Keeper is full of these setups that look like they’re building toward reveals, meaning, or momentum, and instead peter out into nothing. It’s like watching someone try to assemble IKEA furniture without the instructions and every few minutes they go, “What if this piece is actually a metaphor?” and throw it into the woods.
Perkins is making a mixtape, not a movie
Here’s where I landed: Keeper isn’t trying to tell a story. It’s trying to transmit a vibe.
You can almost feel the director flipping through the horror Rolodex in his brain:
Serial-killer POV sequence? Check.
Creepy woodland cabin? Check.
Visions of gray humanoid entities? Check.
Children with muskets? Sure, why not.
Insert Peggy Lee crooning “I Don’t Want to Play in Your Yard”? Absolutely.

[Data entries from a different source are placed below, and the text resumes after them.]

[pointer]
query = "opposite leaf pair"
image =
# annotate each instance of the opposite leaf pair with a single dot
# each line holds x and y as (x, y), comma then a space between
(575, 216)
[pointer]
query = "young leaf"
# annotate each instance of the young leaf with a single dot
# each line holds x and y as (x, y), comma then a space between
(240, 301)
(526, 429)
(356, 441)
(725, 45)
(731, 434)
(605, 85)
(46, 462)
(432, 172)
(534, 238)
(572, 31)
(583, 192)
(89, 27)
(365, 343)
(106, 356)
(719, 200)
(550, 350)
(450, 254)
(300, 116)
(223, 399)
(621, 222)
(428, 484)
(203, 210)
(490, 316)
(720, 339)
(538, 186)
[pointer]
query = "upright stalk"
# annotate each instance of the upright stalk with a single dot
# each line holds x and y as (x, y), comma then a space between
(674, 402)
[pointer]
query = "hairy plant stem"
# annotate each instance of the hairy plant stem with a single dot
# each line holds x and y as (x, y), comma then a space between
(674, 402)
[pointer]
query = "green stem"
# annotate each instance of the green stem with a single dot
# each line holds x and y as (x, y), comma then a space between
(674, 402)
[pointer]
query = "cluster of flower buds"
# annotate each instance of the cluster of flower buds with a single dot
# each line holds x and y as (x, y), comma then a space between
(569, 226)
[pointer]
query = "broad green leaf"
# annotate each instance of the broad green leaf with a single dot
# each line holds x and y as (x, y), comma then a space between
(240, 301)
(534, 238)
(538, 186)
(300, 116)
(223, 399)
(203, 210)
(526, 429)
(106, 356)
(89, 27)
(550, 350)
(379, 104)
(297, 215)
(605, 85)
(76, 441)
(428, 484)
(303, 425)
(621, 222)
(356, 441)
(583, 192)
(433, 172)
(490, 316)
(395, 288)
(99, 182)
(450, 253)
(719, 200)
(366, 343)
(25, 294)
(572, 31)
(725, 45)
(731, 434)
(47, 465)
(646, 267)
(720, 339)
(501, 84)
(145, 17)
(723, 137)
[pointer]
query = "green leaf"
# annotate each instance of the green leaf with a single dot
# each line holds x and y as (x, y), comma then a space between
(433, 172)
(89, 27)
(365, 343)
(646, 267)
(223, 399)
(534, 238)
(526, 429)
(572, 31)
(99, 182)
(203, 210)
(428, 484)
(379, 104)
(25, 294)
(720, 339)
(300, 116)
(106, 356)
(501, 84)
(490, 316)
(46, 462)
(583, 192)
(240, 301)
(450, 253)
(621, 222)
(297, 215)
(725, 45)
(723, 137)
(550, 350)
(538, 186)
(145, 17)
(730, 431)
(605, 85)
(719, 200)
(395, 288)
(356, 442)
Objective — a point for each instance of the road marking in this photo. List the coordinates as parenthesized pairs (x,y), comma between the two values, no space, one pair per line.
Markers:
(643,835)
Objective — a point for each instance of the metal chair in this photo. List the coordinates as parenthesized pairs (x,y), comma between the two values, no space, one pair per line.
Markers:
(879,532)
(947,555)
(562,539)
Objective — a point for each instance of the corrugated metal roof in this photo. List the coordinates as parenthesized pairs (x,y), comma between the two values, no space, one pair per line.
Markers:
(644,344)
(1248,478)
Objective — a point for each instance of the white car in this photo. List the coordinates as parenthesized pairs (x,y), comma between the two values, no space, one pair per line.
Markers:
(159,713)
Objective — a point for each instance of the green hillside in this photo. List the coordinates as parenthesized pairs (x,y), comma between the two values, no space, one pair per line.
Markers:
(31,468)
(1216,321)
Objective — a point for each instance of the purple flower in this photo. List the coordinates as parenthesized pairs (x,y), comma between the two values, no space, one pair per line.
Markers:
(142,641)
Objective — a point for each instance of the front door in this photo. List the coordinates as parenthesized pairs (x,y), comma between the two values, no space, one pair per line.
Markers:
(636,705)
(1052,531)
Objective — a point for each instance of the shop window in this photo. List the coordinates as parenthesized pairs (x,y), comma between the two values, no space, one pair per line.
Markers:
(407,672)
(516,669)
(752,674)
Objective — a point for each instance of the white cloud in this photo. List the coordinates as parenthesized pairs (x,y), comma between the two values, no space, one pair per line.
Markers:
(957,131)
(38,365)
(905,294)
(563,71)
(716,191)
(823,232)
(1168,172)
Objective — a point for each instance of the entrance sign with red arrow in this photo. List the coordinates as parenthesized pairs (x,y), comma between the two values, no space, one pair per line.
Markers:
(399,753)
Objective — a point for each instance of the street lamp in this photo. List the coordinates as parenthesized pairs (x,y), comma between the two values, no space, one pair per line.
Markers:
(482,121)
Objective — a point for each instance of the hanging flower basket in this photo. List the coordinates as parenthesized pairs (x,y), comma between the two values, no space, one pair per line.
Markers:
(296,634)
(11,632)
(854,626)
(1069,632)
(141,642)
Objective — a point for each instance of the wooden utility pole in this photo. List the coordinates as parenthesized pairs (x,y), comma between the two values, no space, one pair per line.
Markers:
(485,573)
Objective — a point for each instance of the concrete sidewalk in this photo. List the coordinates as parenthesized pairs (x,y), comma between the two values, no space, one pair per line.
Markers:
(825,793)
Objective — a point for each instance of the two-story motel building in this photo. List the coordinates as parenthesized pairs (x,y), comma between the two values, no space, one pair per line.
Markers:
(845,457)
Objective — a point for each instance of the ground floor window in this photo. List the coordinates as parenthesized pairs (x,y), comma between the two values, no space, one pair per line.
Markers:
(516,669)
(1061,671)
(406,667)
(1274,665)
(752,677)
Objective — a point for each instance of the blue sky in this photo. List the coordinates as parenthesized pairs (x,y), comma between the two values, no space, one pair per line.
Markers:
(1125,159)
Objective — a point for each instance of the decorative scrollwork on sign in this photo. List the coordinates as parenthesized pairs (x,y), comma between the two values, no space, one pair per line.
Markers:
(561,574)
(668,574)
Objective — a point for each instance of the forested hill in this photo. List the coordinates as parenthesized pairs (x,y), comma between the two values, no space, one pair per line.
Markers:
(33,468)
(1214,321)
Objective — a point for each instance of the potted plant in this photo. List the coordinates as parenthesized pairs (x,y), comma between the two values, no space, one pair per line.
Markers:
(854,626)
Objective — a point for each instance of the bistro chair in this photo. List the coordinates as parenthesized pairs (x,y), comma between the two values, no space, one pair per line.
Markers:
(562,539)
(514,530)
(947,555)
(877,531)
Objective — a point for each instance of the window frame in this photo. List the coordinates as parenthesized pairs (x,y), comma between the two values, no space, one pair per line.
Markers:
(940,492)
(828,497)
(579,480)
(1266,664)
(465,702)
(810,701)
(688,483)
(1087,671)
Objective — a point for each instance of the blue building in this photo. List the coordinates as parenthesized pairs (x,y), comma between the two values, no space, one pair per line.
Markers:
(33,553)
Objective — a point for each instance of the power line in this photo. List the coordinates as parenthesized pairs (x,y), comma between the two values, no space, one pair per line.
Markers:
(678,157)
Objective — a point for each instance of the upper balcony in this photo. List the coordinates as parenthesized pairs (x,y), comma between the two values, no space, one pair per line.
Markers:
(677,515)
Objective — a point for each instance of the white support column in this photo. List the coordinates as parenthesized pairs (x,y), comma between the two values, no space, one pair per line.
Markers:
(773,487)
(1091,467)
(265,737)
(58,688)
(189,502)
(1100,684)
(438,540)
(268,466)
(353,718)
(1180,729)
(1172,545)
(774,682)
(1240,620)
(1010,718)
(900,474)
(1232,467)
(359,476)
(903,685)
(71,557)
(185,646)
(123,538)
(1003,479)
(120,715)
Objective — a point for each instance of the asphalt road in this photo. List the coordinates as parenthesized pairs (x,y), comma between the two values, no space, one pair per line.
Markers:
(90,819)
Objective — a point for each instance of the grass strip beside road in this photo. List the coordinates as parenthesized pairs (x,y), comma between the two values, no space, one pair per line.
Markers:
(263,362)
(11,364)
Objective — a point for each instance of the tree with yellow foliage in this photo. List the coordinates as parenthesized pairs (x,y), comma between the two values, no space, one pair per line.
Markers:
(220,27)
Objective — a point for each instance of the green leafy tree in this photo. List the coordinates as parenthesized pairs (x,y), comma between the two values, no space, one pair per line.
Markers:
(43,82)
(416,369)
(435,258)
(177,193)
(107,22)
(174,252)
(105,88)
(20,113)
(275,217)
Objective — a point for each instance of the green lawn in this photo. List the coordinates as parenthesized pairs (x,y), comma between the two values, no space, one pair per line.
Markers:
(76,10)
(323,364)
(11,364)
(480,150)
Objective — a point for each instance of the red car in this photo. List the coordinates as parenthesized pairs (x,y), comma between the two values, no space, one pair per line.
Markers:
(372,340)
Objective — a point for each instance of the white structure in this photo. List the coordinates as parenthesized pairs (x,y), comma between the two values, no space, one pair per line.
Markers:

Add Mickey & Sylvia’s “Love Is Strange”? Toss it in.
Elvin Bishop over the end credits? Sprinkle, sprinkle.
It’s not that these elements are bad — individually, many are fantastic. The cinematography by Jeremy Cox is stunning, capturing the woods with a stark, almost tragic beauty that feels like nature itself is judging everyone involved. Maslany is doing her absolute best with material that dissolves in her hands like ghost cotton candy. Even Sutherland’s strange, muted performance works in its own inscrutable way.
The problem is commitment. Keeper wants to be an experimental horror film, a psychological thriller, a serial-killer character study, a surreal mood poem, and a dream collage all at once. It never picks a lane, so it keeps drifting off the road and hitting every ominous tree.
By the final act, I felt less like I was watching a movie and more like I was decoding a playlist curated by a serial killer who also dabbles in experimental theater.
There’s a great movie in here somewhere… trapped under three others
And that’s what makes Keeper frustrating instead of fascinating. You can feel the potential screaming to be let out:
A serial killer who sees his romantic history as interchangeable victims.
A girlfriend piecing together the truth in a remote cabin.
A family legacy shrouded in violence.
Hallucinatory visions that blur past and present.
Put these pieces together and you have a psychological horror classic.
Keeper takes each of these threads, waves them in front of your face, then drops them into a void where connective tissue goes to die.
As a horror fan, I don’t mind weird. I don’t mind dream logic. I love slow burns. I love experimentation. But I need a spark, a spine, a narrative pulse. Keeper has atmosphere for days, dread in buckets, uncanny imagery aplenty — but without clarity or escalation, the film becomes a beautiful maze with no exit.
When the credits rolled, I felt like I’d been wandering in the woods for two hours and all I got was cake-induced hallucinations, a handful of vibes, and three really good needle drops.